Attorney at Law Murseline Bacchus has successfully challenged the amendment to the Sexual Amendment Act in the High Court. He challenged a Magistrate’s decision to commit his client to stand trial in the High Court on the amended Sexual Offences act.
Mr. Bacchus, on behalf of his client, Ray Bacchus, had moved to the court for an order or rule nisi of certiorari directed to the Director of Public Prosecution, the Commissioner of Police and Magistrate Sherdel Isaacs-Marcus herself, to show cause why her decision to commit Ray Bacchus to stand trial for the offence of rape should not be quashed on the grounds that the committal is null, void, unlawful and unconstitutional.
The matter was heard before Chief Justice Ian Chang who heard arguments from Bacchus, the Director of Public Prosecution and submissions from the Magistrate.
Ray Bacchus, a father of three, of St. John Street, New Amsterdam, and a driver attached to A. Ally & Sons, Main Street, New Amsterdam, Berbice, was charged on August 28, 2013 for engaging in sexual penetration of a child of 14.
Attorney at Law Bacchus, stated that his client was charged indictably on January 3, 2014 contrary to section 10 (1) (a) of the Sexual Offences Act No.7 of 2010 as was amended
He was tried by Magistrate Sherdel Isaacs- Marcus at the New Amsterdam Magistrate court and after the filing of statements by the Prosecution; the Magistrate committed him to stand trial on the said charge.
Attorney at Law Bacchus in his petition had submitted that he was not permitted cross-examination of the witness whose statements were filed by the Prosecution. Nor was his client permitted to give evidence or call any witness in the proceedings before he was committed.
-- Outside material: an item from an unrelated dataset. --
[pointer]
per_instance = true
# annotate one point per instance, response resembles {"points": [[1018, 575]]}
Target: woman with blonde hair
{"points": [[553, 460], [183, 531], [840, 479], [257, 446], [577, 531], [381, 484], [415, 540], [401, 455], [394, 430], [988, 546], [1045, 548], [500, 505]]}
Bacchus further contended that the committal of his client was null, void and of no legal effect and is contrary to his fundamental right under article 144(2) (d) and (e) of the Constitution of the Republic of Guyana, and the committal is unlawful and of no legal effect and ought to be quashed.
He also contended that the said committal cannot be used for the purpose of a lawful indictment by the Director of Public Prosecution against his client.
He also submitted that the provisions of that part of the Sexual Offences Act, which purports to give jurisdiction and power to the Magistrate to commit him for the trial is unconstitutional and of no legal effect, as it is inconsistent with his client’s right under article 141 (1), 144 (2) (d) and (e) of the Constitution, and that to such inconsistency it is void by the provisions of article 8 of the Constitution. He also believes that Act No 2/13 which purports to amend the said Sexual Offences Act is itself void as being inconsistent with the provision of Article 144 (2) (d) and (e) of the Constitution of Guyana.
When the act was amended in 2010 it read- “For the purpose of a paper committal, only the evidence of the Prosecution shall be allowed.” After this was thrown out by the courts it was amended to read, “For the purpose of a paper committal, credible evidence of the Prosecution and the defence shall be allowed.” The new law takes away the right of the client to call and cross examine witnesses for the defence.
Both the DPP and the Magistrate made submissions relying on the amendments made to the Act in defending their case.
Mr. Bacchus quoted a number of authorities in putting forward his case for the committal to be quashed.
The Chief Justice, after listening to both sides, gave a detailed conclusion in which he looked at the evidence presented before him and what is provided for in the Constitution. He stated that Section 43 of the Sexual Offences Act 2010- provided that, “where a person is charged with an offence under the Act, there shall be no oral preliminary inquiry and instead, a paper committal shall be held in accordance with the procedure set out in the first schedule.”
However, this act is inconsistent with article 144(1) and 144(2) of the Constitution which reads, “Every person who is charged with a criminal offence-shall be permitted to defend him or herself before the court in person or by a legal representative or his or her own choice.”
“The person shall be afforded facilities to examine in person or by his or her legal representative the witnesses presented by the Prosecution before the court, to obtain the attendance and carry out the examination of witnesses to testify on his or her behalf before the court on the conditions as those applying to witnesses called by the Prosecution.”
The Chief Justice thus concluded that it is difficult to see how a person charged, can defend him or herself personally before the court unless he or she is at liberty to dispute the evidence of the prosecution witness either by cross- examining the prosecution witnesses who have made statements tendered as evidence before the court or his own behalf.
Mr. Chang also stated that ordinary legislation cannot create an exception to the application of a constitutional provision –unless provided for in the constitution itself. Chief Justice Chang thus ordered that the committal order by the Magistrate be quashed.